Mindfulness for a Penny

We waited an hour for our daughter to visit with Santa the other night. The queue filled with families emphasized the stress of the season. Overheated parents holding piles of coats. Eager children fidgeting in their holiday outfits; taffeta dresses and patent leather shoes, glittering shirts, matching pajama sets. An endless procession of anticipation waiting to visit St. Nick.

As we neared the front of the line, my daughter had eyes only for Santa. She gazed at him awestruck, grabbed my hand and said, “I get so nervous to speak to him.”

She approached Santa, rehearsing her Christmas list in her mind. The photographer snapped a photo and like every parent, my husband and I beamed with joy in the moment. Because it’s these moments that make the holiday. It’s these moments that I wish I could bottle and distribute to the masses. And I ponder why is it so difficult to sustain them?  I called it the fresh paint smell in a previous blog.

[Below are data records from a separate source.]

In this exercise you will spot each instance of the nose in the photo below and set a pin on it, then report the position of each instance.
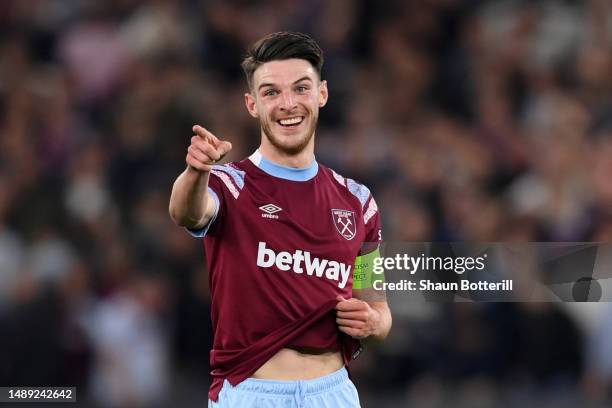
(288, 101)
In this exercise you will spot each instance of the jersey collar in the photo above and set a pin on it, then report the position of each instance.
(284, 172)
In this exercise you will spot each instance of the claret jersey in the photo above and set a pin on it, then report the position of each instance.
(280, 248)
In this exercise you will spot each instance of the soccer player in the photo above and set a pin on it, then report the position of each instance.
(288, 242)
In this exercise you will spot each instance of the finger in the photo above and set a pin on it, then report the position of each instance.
(350, 305)
(205, 148)
(357, 324)
(205, 134)
(360, 315)
(200, 156)
(224, 147)
(355, 333)
(197, 164)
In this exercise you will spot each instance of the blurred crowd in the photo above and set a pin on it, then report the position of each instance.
(470, 120)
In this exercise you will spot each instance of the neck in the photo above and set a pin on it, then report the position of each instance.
(299, 160)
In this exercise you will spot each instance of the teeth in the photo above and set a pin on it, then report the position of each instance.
(291, 121)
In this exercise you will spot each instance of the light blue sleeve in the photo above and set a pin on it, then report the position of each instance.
(201, 232)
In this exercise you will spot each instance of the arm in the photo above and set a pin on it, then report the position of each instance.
(191, 205)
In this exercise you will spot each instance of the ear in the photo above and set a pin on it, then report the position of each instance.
(323, 94)
(249, 101)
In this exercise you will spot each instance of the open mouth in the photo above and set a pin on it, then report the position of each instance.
(291, 122)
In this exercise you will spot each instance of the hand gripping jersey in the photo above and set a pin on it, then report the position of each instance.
(280, 248)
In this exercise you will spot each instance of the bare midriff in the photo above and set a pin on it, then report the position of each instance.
(300, 364)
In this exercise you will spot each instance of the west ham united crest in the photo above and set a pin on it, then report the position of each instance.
(344, 221)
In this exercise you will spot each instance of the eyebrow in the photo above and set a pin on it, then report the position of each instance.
(304, 78)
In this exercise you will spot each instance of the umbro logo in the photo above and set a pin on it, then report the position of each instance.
(270, 211)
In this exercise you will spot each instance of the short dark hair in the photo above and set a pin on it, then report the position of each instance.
(281, 46)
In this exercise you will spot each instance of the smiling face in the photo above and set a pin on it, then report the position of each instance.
(286, 96)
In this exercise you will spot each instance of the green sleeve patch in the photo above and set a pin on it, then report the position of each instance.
(363, 273)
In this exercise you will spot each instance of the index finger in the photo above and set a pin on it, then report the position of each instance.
(205, 134)
(350, 305)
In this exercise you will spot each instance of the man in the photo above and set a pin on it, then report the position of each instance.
(282, 235)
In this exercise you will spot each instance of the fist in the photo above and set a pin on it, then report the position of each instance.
(205, 149)
(356, 318)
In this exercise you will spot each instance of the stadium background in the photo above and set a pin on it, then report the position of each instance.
(469, 120)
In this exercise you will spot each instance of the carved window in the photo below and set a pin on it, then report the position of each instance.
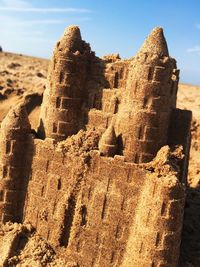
(58, 101)
(61, 78)
(141, 133)
(159, 73)
(66, 102)
(55, 128)
(1, 195)
(62, 127)
(5, 171)
(136, 158)
(8, 147)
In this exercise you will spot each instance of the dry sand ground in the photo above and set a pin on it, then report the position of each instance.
(22, 78)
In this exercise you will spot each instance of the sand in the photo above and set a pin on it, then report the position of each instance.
(22, 79)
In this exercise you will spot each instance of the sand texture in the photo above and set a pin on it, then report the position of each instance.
(94, 156)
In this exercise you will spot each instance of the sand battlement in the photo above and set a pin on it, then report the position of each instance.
(87, 183)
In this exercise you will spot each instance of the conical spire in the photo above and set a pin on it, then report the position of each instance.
(71, 39)
(155, 43)
(17, 118)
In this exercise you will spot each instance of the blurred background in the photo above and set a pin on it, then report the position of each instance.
(110, 26)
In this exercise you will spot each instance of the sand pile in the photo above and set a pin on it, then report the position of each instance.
(21, 246)
(23, 79)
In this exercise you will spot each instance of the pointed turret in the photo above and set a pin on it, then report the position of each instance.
(61, 114)
(144, 115)
(108, 142)
(71, 40)
(14, 143)
(155, 43)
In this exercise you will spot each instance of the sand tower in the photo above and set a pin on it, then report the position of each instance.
(149, 97)
(14, 139)
(60, 114)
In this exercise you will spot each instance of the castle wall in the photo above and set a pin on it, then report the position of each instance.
(88, 208)
(179, 133)
(15, 145)
(144, 114)
(156, 231)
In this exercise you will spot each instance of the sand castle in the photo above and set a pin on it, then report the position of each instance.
(88, 182)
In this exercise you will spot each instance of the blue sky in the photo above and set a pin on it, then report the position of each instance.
(110, 26)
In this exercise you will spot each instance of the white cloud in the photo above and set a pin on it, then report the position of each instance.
(24, 6)
(45, 10)
(15, 4)
(194, 49)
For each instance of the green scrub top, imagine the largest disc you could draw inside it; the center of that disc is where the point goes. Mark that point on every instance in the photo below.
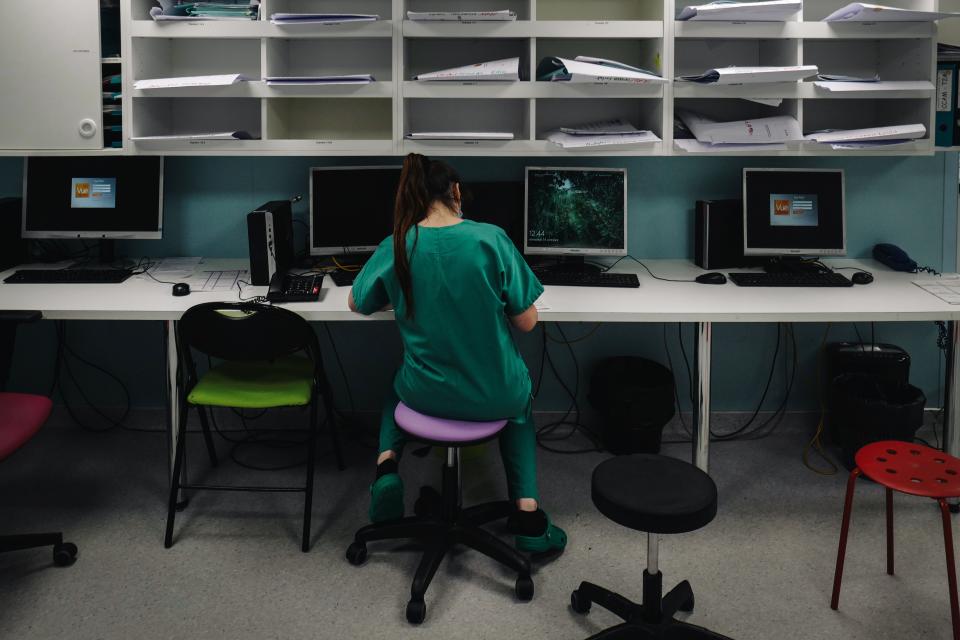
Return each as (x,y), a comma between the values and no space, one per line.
(459,360)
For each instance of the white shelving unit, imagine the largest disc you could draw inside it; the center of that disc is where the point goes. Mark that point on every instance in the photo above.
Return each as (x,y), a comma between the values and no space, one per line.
(374,119)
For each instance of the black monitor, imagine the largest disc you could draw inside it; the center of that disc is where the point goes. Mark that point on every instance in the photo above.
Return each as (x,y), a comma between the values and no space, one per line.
(351,208)
(93,197)
(793,212)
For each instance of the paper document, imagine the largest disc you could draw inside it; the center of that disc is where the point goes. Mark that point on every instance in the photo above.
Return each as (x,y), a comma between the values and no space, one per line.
(747,75)
(577,70)
(897,132)
(508,69)
(219,135)
(863,12)
(462,16)
(946,287)
(772,130)
(460,135)
(221,80)
(886,85)
(768,11)
(314,80)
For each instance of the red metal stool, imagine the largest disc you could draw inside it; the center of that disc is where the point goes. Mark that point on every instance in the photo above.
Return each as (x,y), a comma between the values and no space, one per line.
(915,470)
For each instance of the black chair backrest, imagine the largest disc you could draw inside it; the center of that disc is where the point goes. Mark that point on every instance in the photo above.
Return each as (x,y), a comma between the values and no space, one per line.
(244,331)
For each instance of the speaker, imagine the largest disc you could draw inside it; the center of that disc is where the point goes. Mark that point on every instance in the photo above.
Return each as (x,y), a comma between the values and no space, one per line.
(718,236)
(270,235)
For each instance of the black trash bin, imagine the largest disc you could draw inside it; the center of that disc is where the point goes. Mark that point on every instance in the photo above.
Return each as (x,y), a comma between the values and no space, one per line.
(635,398)
(869,408)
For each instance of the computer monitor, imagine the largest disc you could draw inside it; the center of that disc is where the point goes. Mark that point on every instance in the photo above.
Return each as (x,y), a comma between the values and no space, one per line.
(351,208)
(793,212)
(93,197)
(575,211)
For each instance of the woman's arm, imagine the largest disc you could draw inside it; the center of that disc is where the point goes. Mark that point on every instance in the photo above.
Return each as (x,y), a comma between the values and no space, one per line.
(526,321)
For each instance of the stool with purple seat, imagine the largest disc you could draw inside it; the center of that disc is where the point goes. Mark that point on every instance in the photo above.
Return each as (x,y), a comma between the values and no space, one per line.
(453,524)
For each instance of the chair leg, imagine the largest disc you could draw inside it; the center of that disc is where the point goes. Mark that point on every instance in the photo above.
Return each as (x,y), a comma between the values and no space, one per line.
(844,530)
(889,509)
(207,436)
(951,567)
(308,489)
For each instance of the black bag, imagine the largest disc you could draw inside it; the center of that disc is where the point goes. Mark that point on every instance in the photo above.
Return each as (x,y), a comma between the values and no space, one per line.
(635,397)
(868,408)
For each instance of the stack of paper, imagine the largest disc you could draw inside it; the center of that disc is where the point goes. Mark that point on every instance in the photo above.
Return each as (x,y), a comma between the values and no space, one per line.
(767,10)
(750,75)
(868,138)
(587,69)
(221,80)
(504,15)
(284,81)
(601,134)
(321,18)
(508,69)
(863,12)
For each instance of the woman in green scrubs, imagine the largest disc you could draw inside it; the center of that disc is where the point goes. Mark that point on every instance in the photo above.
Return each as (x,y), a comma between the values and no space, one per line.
(457,287)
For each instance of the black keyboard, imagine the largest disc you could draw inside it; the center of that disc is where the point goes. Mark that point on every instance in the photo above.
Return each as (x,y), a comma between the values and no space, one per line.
(68,276)
(826,279)
(586,279)
(343,278)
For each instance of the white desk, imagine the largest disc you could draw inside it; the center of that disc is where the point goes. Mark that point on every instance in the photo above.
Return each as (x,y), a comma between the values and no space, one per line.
(890,298)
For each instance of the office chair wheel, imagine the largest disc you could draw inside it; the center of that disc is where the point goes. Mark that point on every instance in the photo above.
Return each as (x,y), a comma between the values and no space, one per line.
(357,553)
(524,588)
(416,611)
(64,554)
(579,603)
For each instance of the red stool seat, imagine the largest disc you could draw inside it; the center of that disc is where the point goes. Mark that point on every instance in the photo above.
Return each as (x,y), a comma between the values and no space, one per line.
(21,416)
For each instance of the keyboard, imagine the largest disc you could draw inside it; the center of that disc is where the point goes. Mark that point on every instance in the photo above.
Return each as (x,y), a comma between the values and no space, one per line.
(68,276)
(826,279)
(587,279)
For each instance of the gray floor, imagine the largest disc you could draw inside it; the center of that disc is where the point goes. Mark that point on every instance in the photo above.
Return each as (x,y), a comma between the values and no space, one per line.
(762,569)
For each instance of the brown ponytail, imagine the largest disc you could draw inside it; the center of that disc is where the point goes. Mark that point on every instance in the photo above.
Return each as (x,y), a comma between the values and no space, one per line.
(422,182)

There comes a moment every December when I look at the calendar and become frantic. There’s an endless list of tasks to complete before year end. Shopping, holiday celebrations, sales calls, meet n greets, presentations, final reports, planning for the year ahead, buying presents, wrapping presents, shipping presents, baking. What should be joyful, even spending time with friends, can feel overwhelming.

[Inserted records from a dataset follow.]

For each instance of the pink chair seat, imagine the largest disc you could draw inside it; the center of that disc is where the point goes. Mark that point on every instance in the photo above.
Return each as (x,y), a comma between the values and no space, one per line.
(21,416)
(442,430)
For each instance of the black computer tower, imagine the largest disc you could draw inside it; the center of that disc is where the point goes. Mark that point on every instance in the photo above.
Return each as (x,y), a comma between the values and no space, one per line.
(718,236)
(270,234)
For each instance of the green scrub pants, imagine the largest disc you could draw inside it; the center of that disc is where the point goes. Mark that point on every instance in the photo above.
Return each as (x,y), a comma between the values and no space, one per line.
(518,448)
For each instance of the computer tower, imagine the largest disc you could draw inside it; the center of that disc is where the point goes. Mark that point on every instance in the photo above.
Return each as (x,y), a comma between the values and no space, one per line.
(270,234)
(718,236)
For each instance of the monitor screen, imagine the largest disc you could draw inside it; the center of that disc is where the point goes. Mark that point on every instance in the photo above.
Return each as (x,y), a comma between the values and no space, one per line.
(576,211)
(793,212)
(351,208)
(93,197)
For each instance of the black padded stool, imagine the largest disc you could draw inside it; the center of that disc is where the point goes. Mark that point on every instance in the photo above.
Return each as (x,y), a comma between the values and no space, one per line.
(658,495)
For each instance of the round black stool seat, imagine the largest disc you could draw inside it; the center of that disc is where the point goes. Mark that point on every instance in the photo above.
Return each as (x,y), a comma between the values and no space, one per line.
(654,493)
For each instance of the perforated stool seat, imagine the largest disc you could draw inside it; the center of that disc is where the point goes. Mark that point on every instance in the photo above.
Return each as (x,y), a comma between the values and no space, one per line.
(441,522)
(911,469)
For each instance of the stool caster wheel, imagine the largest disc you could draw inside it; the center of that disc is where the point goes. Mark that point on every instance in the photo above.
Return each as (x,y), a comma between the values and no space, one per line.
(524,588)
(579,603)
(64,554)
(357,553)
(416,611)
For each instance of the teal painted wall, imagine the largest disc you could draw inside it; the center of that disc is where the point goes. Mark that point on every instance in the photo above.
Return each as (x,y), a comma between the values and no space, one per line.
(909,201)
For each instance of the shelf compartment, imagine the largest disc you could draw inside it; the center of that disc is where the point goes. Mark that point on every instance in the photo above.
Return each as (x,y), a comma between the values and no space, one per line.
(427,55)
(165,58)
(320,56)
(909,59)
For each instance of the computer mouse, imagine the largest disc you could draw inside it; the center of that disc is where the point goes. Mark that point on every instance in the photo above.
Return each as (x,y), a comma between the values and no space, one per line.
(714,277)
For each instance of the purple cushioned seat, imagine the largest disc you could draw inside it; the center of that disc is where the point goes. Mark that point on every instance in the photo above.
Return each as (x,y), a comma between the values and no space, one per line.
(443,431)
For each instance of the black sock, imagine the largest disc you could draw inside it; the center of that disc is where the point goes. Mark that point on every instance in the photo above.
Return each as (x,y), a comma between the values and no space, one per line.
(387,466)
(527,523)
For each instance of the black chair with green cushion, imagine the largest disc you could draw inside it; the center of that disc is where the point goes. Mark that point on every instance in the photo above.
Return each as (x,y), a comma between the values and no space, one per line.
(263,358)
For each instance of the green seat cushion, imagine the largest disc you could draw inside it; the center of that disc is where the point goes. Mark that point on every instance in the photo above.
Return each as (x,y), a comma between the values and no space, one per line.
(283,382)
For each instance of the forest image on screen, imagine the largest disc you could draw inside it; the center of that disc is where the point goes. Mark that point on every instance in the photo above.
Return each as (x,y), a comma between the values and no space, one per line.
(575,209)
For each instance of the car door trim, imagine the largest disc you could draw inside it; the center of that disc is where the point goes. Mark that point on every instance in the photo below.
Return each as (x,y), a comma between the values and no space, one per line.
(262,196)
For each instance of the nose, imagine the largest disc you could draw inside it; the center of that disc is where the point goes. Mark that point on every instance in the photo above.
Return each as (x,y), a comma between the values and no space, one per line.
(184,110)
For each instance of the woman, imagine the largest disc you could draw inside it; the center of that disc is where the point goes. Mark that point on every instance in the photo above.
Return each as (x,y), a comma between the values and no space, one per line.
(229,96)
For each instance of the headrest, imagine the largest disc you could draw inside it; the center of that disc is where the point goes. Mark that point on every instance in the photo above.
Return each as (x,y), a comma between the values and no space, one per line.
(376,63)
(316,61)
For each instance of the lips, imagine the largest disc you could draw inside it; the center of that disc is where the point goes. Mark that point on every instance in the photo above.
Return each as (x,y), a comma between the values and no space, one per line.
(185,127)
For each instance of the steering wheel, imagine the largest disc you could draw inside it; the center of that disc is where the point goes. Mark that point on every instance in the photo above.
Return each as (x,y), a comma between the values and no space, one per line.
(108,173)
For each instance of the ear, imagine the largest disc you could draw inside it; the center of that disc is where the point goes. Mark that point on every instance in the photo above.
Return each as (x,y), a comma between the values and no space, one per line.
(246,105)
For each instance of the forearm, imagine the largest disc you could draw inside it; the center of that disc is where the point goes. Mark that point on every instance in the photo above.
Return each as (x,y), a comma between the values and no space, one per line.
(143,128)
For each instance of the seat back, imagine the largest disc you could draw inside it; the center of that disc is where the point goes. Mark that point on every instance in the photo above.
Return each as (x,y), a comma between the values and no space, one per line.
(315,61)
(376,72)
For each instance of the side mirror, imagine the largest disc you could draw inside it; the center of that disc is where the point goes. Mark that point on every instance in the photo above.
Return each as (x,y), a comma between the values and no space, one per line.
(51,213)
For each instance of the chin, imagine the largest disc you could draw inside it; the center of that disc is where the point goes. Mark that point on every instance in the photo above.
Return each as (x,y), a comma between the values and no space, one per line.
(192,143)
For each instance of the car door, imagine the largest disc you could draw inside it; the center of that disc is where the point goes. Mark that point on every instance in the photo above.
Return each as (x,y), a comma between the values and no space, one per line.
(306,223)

In these flashes of overwhelm, I have to stop and breathe and remind myself to be grateful and to focus on others. My takeaway for 2019 is this: I’ve realized that when I become stressed and inundated in the day to day, my thoughts are selfish. My needs. My schedule. My agenda. Me.  Yet when I focus on how to help others, the tension goes away. This is the space I cherish. This is the space I mean to live in; to focus on others and impact their day.  Even the most random act can leave an impression.

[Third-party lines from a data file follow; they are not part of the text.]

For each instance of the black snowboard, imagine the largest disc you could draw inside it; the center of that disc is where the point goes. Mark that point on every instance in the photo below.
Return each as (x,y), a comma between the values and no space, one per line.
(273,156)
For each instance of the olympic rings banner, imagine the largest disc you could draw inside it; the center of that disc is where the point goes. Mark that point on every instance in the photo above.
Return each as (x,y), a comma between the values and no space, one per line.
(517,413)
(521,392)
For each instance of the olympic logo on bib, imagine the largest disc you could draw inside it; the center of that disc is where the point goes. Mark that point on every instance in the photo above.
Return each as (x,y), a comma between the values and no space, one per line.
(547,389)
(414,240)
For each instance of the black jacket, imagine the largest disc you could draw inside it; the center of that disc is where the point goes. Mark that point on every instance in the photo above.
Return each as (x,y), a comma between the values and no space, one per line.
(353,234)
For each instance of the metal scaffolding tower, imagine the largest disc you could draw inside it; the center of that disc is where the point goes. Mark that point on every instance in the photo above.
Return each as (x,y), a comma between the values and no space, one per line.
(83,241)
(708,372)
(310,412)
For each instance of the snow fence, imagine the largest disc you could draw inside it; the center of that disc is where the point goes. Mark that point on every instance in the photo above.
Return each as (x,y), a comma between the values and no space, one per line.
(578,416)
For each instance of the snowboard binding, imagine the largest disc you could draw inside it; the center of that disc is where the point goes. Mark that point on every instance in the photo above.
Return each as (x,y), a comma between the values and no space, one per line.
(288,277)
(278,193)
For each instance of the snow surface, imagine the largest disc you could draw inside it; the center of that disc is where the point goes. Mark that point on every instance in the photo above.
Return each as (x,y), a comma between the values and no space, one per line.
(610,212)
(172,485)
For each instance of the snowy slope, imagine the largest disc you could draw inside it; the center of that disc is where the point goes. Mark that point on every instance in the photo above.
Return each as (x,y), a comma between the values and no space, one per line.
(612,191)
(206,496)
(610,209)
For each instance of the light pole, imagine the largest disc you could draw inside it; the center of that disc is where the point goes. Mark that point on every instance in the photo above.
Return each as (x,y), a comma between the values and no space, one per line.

This year while traveling, I had an experience that I try to keep close to mind. During a hotel stay, I requested more towels from housekeeping by leaving a gratuity and writing a brief note.

“More towels please. Make it a great day.”

The response has forever shifted my viewpoint.  Although I never crossed paths with the housekeeping staff, the colossal tower of towels left in response was astounding. The impact of the gratuity was overwhelming. It was as if my monetary request had gifted the world to this individual.  The response was the following:

“Thank you so much. Have a blessed day.”

You could feel the appreciation from the note.

It made me realize unintentional random actions can be perceived as actions of greatness.  It emphasized how we all place different values on money, time, and space.  Five dollars to one person, could be viewed as a routine cup of coffee. Inconsequential. Nary a second thought. Yet, for some significant. Life changing to others.

I now carry a penny in every one of my coat pockets to remind myself of the moment. Somedays I’ll randomly place my hand in my pocket and feel the penny, and it centers me. It prompts me step back and observe my surroundings; to be present in the moment. To feel grateful for all I have. It was a penny I felt in my pocket while my daughter sat on Santa’s lap.

Other days, when I feel the penny in my pocket, I’ll toss it on the ground hopeful the person who finds it, will feel as if their day has turned for the better.

My wish for you throughout the season, is to experience wonder in a random moment. Step back and look at your team, your space, your family.  My wish for you is to find a penny, that keep it in your pocket and randomly come across it during a hectic day.

May you find endless joy and wonder this holiday season and prosperity in the new year.